Heatherly v. Montgomery Components, Inc.

323 S.E.2d 29, 71 N.C. App. 377, 1984 N.C. App. LEXIS 3841
CourtCourt of Appeals of North Carolina
DecidedNovember 20, 1984
Docket8410IC19
StatusPublished
Cited by55 cases

This text of 323 S.E.2d 29 (Heatherly v. Montgomery Components, Inc.) is published on Counsel Stack Legal Research, covering Court of Appeals of North Carolina primary law. Counsel Stack provides free access to over 12 million legal documents including statutes, case law, regulations, and constitutions.

Bluebook
Heatherly v. Montgomery Components, Inc., 323 S.E.2d 29, 71 N.C. App. 377, 1984 N.C. App. LEXIS 3841 (N.C. Ct. App. 1984).

Opinion

WELLS, Judge.

Defendants’ assignments of error are that the Full Commission erred in finding as fact and making conclusions of law thereon (1) that plaintiffs fracture on 4 July 1981 was the direct and natural result of the compensable injury of 24 October 1980; (2) that the added pressure on plaintiffs right leg during the fall sustained on 4 July 1981 was sufficient to cause the second injury; (3) that if the first fracture had been healed, the added pressure alone most probably would not have caused the refracture; (4) that plaintiff was temporarily totally disabled as a result of the original injury from 24 October 1980 until 4 July 1981; and (5) ordering defendants to pay all plaintiffs medical bills. We affirm the Full Commission’s order awarding plaintiff compensation for the refracture but reverse and remand that part of the order directing defendants to pay compensation from 11 June 1981 to 4 July 1981.

Our courts have consistently held that workers injured in compensable accidents are entitled to be compensated for all disability caused by and resulting from the compensable injury. Giles v. Tri-State Erectors, 287 N.C. 219, 214 S.E. 2d 107 (1975); accord Perry v. Furniture Co., 296 N.C. 88, 249 S.E. 2d 397 (1978); Roper v. J. P. Stevens & Co., 65 N.C. App. 69, 308 S.E. 2d 485 (1983), disc. rev. denied, 310 N.C. 309, 312 S.E. 2d 652 (1984). In the case before us, the parties agree that plaintiffs accident of 24 October 1980 is fully compensable. The only issue presented by defendants’ appeal is whether or not plaintiffs fracture on 4 July 1981 is compensable under the Workers’ Compensation Act.
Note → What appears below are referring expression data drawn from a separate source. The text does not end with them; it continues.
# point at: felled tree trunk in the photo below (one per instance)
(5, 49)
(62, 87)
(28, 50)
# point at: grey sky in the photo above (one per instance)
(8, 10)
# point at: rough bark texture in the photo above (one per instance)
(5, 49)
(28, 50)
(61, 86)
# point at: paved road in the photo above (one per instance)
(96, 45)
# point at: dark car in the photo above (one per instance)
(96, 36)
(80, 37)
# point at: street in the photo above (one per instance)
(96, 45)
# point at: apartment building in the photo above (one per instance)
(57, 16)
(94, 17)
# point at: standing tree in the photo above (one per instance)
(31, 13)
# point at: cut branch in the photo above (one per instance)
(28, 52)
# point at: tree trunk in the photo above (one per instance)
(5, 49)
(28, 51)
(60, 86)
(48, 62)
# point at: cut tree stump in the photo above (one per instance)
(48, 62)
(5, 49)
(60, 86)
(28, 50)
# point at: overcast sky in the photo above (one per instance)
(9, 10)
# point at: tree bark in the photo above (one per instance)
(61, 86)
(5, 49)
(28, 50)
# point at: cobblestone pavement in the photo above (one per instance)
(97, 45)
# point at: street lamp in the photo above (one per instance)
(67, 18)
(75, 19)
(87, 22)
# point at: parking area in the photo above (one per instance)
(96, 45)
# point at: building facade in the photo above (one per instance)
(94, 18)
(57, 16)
The law in this state is that the aggravation of an injury or a distinct new injury is compensable “[w]hen the primary injury is shown to have arisen out of and in the course of employment, every natural consequence that flows from the injury arises out of the employment, unless it is the result of an independent in *380 tervening cause attributable to claimant’s own intentional conduct.” Roper v. J. P. Stevens & Co., supra (quoting Starr v. Paper Co., 8 N.C. App. 604, 175 S.E. 2d 342, cert. denied, 277 N.C. 112 (1970)) (cite omitted). Our supreme court defines “intervening cause” in the context of the Workers’ Compensation Act as an occurrence “entirely independent of a prior cause. When a first cause produces a second cause that produces a result, the first cause is a cause of that result.” Petty v. Transport, Inc., 276 N.C. 417, 173 S.E. 2d 321 (1970).
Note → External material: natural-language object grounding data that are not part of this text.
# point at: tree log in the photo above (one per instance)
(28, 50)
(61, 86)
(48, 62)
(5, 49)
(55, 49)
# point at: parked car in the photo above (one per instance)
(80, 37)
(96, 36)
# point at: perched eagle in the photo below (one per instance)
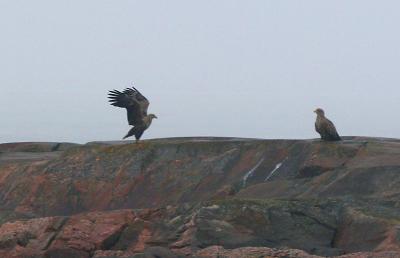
(136, 106)
(325, 127)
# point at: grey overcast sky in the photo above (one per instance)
(210, 68)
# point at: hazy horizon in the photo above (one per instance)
(229, 68)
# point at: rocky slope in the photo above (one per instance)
(201, 197)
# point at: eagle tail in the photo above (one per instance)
(137, 131)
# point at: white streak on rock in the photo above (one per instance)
(275, 169)
(250, 173)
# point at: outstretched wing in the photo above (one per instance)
(135, 103)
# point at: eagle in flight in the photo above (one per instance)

Defendants’ assignments of error require that this court determine whether the conclusions of law of the Full Commission were supported by competent findings of fact. In making our review, the Industrial Commission’s “findings of fact may be set aside on appeal only when there is a complete lack of competent evidence to support them. . . . Thus, if the totality of the evidence, viewed in the light most favorable to the complainant, tends directly or by reasonable inference to support the Commission’s findings, these findings are conclusive on appeal even though there may be plenary evidence to support findings to the contrary.” Click v. Freight Carriers, 300 N.C. 164, 265 S.E. 2d 389 (1980) (citations omitted). In cases, such as the one before us, “where the exact nature and probable genesis of a particular type of injury involves complicated medical questions far removed from the ordinary experience and knowledge of laymen, only an expert can give competent opinion evidence as to the cause of the injury.” Id. (citations omitted).
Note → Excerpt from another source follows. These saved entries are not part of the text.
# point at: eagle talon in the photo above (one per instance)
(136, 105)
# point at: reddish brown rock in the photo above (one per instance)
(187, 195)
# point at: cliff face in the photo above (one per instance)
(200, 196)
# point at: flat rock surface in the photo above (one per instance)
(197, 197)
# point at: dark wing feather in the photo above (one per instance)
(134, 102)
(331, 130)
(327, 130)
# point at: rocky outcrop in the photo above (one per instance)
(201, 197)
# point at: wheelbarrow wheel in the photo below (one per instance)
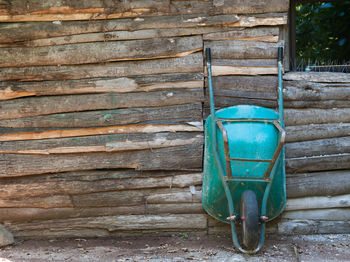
(250, 219)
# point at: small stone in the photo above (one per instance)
(6, 237)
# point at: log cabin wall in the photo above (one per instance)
(102, 111)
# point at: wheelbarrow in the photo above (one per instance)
(244, 166)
Plaintiff proffered expert testimony from his attending physician for the second fracture, Dr. Charles McConnachie, an orthopedic surgeon. His evidence tended to show that plaintiff sustained a compound fracture of his right tibia and fibula. He was aware of plaintiffs previous fracture of the tibia and, in his opinion, it was a refracture along the same fracture line. As to the first fracture, Dr. McConnachie stated that at the time of the refracture it was healing but was not “rock-solid.” A notation made on 18 May 1981 by plaintiffs then treating physician stated:

Radiograph shows a persistent small area of nonunion on the medial aspect of the fracture area. The rest of the fracture appears well healed. Will allow return to full activity except he is to avoid torsional loading as much as possible. Repeat x-rays in three months.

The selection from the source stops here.